Re: Re: hashing + roundrobin algorithm

From: wsq003 <wsq003#sina.com>
Date: Wed, 23 Nov 2011 20:21:49 +0800

I've made a private patch to haproxy (just a few lines of code, but not elegant), which can support this feature.

My condition is just like your imagination: consistent-hashing to a group then round-robin in this group.

Our design is that several 'server' will share a physical machine, and 'severs' of one group will be distributed to several physical machine. So, if one physical machine is down, nothing will pass through the cache layer, because every group still works. Then we will get a chance to recover the cluster as we want.

From: Willy Tarreau
Date: 2011-11-23 15:15
To: Rerngvit Yanggratoke
CC: haproxy; Baptiste
Subject: Re: hashing + roundrobin algorithm Hi,

On Fri, Nov 18, 2011 at 05:48:54PM +0100, Rerngvit Yanggratoke wrote:
> Hello All,
> First of all, pardon me if I'm not communicating very well. English
> is not my native language. We are running a static file distribution
> cluster. The cluster consists of many web servers serving static files over
> HTTP. We have very large number of files such that a single server simply
> can not keep all files (don't have enough disk space). In particular, a
> file can be served only from a subset of servers. Each file is uniquely
> identified by a file's URI. I would refer to this URI later as a key.
> I am investigating deploying HAProxy as a front end to this
> cluster. We want HAProxy to provide load balancing and automatic fail over.
> In other words, a request comes first to HAProxy and HAProxy should forward
> the request to appropriate backend server. More precisely, for a particular
> key, there should be at least two servers being forwarded to from HAProxy
> for the sake of load balancing. My question is what load
> balancing strategy should I use?
> I could use hashing(based on key) or consistent hashing. However,
> each file would end up being served by a single server on a particular
> moment. That means I wouldn't have load balancing and fail over for a
> particular key.

This question is much more a question of architecture than of configuration. What is important is not what you can do with haproxy, but how you want your service to run. I suspect that if you acquired hardware and bandwidth to build your service, you have pretty clear ideas of how your files will be distributed and/or replicated between your servers. You also know whether you'll serve millions of files or just a few tens, which means in the first case that you can safely have one server per URL, and in the later that you would risk overloading a server if everybody downloads the same file at a time. Maybe you have installed caches to avoid overloading some servers. You have probably planned what will happen when you add new servers, and what is supposed to happen when a server temporarily fails.

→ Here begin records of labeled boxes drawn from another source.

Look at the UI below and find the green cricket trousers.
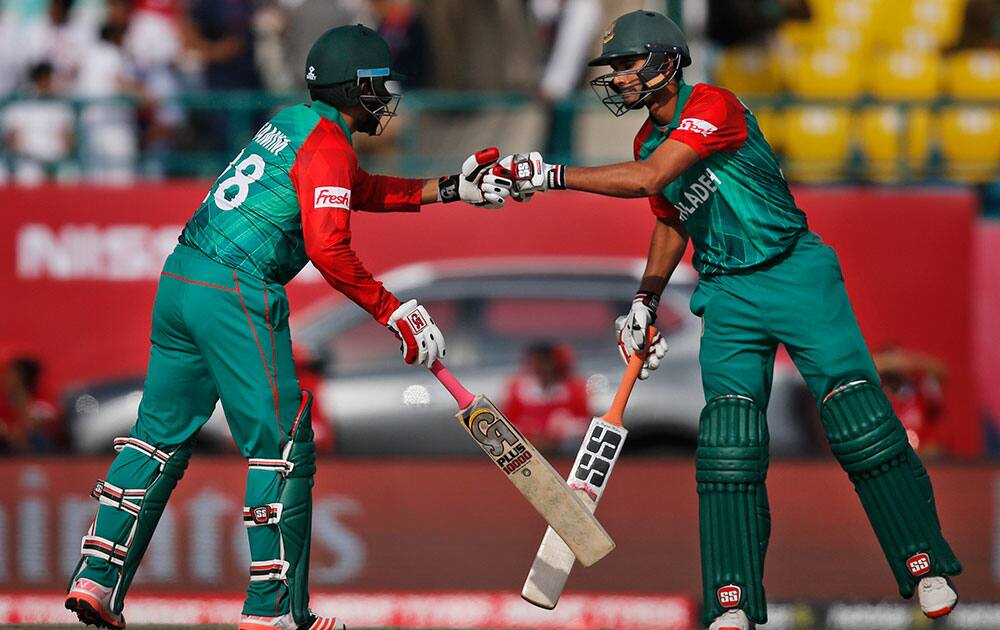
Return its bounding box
[691,232,961,624]
[74,245,314,616]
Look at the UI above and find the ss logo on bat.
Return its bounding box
[573,425,622,488]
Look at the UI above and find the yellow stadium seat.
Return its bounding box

All of these are very important questions, they determine whether your site will work or fail.

Once you're able to respond to these questions, it becomes much more obvious what the LB strategy can be, if you want to dedicate server farms to some URLs, or load-balance each hash among a few servers because you have a particular replication strategy. And once you know what you need, then we can study how haproxy can respond to this need. Maybe it can't at all, maybe it's easy to modify it to respond to your needs, maybe it does respond pretty well.

My guess from what you describe is that it could make a lot of sense to have one layer of haproxy in front of Varnish caches. The first layer of haproxy chooses a cache based on a consistent hash of the URL, and each varnish is then configured to address a small bunch of servers in round robin. But this means that you need to assign servers to farms, and that if you lose a varnish, all the servers behind it are lost too.

If your files are present on all servers, it might make sense to use varnish as explained above but which would round-robin across all servers. That way you make the cache layer and the server layer independant of each other. But this can imply complex replication strategies.

As you see, there is no single response, you really need to define how you want your architecture to work and to scale first.